LOS ANGELES (CBSLA.com) — A national group of faculty leaders is challenging the notion that online learning is a more cost-effective path to a college education.

KNX 1070’s Ron Kilgore reports researchers are gaining a better understanding of the costs of providing higher education online – and the price students pay for it.

The second report in a three-part series from the Campaign for the Future of Higher Education found the price of a diploma at for-profit and public institutions were often higher than tuition and fees for courses taken at brick-and-mortar locations, despite assumptions that technology would reduce costs.

One example cited in the working paper found that while four years of full-time enrollment in a Business Administration program in the California State University system will cost $21,888 in 2013-14, that same degree will cost over twice as much – nearly $48,000 – when taken at the Fullerton campus through CalState Online, the CSU online system.

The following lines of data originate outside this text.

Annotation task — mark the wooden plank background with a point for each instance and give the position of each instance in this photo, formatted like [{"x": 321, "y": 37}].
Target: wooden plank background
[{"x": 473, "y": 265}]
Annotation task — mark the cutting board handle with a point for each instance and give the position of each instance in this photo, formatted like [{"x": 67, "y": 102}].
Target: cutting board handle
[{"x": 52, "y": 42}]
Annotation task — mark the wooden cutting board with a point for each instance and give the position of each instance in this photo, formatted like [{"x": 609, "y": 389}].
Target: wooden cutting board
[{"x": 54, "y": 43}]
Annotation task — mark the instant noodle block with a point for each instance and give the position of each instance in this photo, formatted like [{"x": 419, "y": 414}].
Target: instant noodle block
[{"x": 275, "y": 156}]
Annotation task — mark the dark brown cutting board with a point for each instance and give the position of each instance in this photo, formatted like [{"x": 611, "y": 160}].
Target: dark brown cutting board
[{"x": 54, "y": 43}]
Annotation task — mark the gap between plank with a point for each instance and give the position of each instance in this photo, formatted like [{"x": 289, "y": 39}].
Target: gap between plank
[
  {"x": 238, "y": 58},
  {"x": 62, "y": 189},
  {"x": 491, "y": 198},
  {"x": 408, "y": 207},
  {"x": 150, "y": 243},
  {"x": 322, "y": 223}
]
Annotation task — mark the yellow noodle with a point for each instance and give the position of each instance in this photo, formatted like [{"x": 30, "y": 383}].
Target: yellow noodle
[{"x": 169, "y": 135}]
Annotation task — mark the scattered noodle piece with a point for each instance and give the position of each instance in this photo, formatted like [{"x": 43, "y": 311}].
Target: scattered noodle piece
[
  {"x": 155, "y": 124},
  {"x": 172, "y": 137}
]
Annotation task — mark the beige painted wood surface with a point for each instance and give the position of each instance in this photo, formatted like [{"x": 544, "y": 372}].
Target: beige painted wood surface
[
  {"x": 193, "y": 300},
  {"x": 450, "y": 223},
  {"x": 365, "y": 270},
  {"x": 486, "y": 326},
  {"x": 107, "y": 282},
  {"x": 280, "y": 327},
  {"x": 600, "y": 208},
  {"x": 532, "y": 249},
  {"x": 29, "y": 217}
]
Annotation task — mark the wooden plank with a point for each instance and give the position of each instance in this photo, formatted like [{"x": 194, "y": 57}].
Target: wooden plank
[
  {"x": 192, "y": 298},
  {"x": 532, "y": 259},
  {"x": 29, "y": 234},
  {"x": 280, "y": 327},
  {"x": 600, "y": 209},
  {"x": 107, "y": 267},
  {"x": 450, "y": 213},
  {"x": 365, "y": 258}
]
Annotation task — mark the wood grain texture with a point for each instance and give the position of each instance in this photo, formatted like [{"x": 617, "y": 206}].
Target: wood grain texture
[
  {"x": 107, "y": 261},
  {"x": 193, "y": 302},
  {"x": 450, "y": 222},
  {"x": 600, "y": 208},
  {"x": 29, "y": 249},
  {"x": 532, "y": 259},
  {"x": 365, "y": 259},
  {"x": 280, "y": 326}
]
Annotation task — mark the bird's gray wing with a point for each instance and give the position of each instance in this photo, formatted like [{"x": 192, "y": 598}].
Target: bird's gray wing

While “Massive Open Online Courses”, or MOOCs, have been billed as the wave of the future and are open to anyone who wishes to enroll, the business model is still considered a work in progress, according to the study.

“MOOCs are free now just as many educational TV shows and books from the public library are free; if you just want an “educational experience, you can watch a documentary, read a book, or take a MOOC,” the paper states.

However, if a student seeks a degree or a certificate, they will be charged for “certificates of completion,” and possibly other “premium services.”

California Faculty Association President Lillian Taiz says the promise of cheaper education hasn’t proven true.

“It’ll be cheap, it’ll put a lot of people in a classroom and you’ll be able to do it for a buck a student,” Taiz said. “The point here is to turn out students that are able to handle new issues and new challenges at their jobs…that’s really what an education is about.”

The report also projected that even MOOCs offered by prestigious institutions will be unable to steal the “educational prestige and competitive employment edge” from traditional universities.